I am writing a Python 2.7 script using Requests to automate access to a particular website. The website has a requirement that a Referer header matching the request URL is provided, for "security reasons". The URL is built up from a number of items in a params
dict, passed to requests.post().
Is there a way to determine what the URL that Requests will use is, prior to making the request, so that the Referer header can be set to this correct value? Let's assume that I have a lot of parameters:
params = { 'param1' : value1, 'param2' : value2, # ... etc
}
base_url = "http://example.com"
headers = { 'Referer' : url } # but what is 'url' to be?
requests.post(base_url, params=params, headers=headers) # fails as Referer does not match final url
I suppose one workaround is to issue the request and see what the URL is, after the fact. However there are two problems with this - 1. it adds significant overhead to the execution time of the script, as there will be a lot of such requests, and 2. it's not actually a useful workaround because the server actually redirects the request to another URL, so reading it afterwards doesn't give the correct Referer value.

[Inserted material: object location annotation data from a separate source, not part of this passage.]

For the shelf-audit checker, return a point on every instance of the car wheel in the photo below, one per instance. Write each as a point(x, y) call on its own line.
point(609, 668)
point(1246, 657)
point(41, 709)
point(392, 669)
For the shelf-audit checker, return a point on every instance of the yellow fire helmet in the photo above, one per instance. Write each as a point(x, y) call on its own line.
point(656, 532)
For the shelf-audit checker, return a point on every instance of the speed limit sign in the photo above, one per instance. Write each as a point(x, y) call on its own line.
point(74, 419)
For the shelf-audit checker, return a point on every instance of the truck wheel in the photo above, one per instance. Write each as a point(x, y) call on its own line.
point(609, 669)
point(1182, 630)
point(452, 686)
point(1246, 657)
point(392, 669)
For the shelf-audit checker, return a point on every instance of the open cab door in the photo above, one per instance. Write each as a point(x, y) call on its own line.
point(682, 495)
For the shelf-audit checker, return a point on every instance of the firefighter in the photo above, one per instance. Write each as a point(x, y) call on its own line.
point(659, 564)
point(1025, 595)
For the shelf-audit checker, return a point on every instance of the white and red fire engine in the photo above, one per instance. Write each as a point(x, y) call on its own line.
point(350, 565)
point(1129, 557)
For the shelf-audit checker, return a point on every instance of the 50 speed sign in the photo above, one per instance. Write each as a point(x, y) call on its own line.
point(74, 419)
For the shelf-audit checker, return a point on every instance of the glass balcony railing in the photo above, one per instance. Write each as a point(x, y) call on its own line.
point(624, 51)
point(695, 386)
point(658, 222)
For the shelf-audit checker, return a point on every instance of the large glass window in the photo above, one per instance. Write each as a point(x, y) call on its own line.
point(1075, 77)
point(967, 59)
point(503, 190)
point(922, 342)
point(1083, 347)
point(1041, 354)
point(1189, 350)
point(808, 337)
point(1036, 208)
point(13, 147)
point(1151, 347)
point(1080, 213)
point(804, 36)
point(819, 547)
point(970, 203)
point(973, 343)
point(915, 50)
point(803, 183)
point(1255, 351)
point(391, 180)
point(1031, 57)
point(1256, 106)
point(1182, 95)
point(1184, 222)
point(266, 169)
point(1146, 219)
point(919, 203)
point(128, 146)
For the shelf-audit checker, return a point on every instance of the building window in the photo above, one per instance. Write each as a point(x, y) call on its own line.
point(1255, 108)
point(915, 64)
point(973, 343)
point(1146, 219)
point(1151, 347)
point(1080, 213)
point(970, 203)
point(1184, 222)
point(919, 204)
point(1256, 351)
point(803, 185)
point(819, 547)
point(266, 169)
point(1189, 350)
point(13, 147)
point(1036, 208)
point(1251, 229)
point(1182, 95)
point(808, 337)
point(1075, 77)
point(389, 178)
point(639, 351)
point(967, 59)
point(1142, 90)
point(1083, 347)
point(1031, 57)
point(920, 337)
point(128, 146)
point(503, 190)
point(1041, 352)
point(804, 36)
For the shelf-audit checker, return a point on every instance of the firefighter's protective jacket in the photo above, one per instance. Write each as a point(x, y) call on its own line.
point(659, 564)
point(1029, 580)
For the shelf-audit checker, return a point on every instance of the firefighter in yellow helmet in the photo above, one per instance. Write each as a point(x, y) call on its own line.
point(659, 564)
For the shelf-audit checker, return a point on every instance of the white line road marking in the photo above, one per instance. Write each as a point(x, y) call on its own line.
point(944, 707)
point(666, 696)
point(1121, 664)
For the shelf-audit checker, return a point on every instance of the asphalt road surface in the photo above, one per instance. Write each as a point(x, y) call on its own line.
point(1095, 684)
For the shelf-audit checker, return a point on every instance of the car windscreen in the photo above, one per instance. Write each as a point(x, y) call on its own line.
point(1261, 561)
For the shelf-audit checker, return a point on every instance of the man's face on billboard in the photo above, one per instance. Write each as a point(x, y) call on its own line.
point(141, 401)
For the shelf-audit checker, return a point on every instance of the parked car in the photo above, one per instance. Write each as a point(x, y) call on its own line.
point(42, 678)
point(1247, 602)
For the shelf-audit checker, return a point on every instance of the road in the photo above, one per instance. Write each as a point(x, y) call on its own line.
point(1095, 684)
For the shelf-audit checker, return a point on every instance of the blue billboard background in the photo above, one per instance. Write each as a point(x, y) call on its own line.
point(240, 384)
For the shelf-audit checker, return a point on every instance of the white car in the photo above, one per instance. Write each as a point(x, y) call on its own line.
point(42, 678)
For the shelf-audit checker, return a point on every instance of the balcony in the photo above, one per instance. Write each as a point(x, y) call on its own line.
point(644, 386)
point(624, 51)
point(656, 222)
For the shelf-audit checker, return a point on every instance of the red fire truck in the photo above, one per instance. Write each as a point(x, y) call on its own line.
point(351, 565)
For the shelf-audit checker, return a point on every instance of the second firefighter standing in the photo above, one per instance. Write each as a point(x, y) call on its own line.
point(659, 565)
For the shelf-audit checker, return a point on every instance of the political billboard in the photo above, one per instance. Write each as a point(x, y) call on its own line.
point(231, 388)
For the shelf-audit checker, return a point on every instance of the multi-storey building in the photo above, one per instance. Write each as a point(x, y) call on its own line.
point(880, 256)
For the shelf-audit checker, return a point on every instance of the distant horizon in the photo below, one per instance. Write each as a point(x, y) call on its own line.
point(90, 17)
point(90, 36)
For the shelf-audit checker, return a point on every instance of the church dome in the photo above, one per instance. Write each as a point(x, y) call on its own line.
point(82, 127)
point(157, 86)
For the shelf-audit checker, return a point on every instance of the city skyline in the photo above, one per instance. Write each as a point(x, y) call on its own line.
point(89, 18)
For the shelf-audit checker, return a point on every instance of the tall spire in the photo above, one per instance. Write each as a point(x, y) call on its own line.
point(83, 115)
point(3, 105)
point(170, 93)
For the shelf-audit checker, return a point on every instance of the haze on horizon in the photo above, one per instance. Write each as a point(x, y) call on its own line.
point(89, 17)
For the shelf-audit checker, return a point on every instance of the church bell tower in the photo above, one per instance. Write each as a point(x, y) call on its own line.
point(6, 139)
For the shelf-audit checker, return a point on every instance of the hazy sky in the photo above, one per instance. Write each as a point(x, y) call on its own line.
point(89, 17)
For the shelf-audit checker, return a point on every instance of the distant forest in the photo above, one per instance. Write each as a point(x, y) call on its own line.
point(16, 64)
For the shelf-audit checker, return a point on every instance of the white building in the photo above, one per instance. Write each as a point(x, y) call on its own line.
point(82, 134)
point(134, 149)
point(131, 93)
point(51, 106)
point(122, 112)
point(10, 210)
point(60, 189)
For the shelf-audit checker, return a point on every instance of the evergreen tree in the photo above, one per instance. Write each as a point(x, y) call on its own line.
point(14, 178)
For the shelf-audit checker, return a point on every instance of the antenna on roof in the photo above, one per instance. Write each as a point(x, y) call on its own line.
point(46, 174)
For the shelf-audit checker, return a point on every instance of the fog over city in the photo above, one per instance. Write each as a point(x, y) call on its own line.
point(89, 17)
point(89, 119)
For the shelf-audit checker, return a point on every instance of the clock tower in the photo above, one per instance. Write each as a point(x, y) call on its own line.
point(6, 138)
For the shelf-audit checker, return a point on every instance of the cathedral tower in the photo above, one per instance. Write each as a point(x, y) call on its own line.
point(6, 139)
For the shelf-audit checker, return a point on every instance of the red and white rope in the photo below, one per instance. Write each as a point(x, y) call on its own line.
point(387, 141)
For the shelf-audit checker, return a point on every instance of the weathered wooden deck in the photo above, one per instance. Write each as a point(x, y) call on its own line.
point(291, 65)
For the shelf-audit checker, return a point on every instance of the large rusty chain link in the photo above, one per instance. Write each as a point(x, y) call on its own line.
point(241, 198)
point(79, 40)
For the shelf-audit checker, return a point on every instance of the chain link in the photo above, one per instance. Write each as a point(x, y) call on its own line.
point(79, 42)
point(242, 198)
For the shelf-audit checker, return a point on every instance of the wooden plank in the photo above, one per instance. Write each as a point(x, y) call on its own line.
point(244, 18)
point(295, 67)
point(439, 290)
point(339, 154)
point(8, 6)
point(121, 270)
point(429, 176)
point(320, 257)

I'd like to note that I have this script working with urllib/urllib2, and I am attempting to write it with Requests to see whether it is possible and perhaps simpler. It's not a complicated process the script has to follow, but it may perhaps be slightly beyond the scope of Requests. That's fine, I'd just like to confirm that this is the case.
I think I found a solution, based on Prepared Requests. The concept is that
Session.prepare_request()
will do everything to prepare the request except send it, which allows my script to then read the prepared request's url, which now includes the parameters whose order are determined by the dict order. Then it can set the Referer header appropriately and then issue the original request.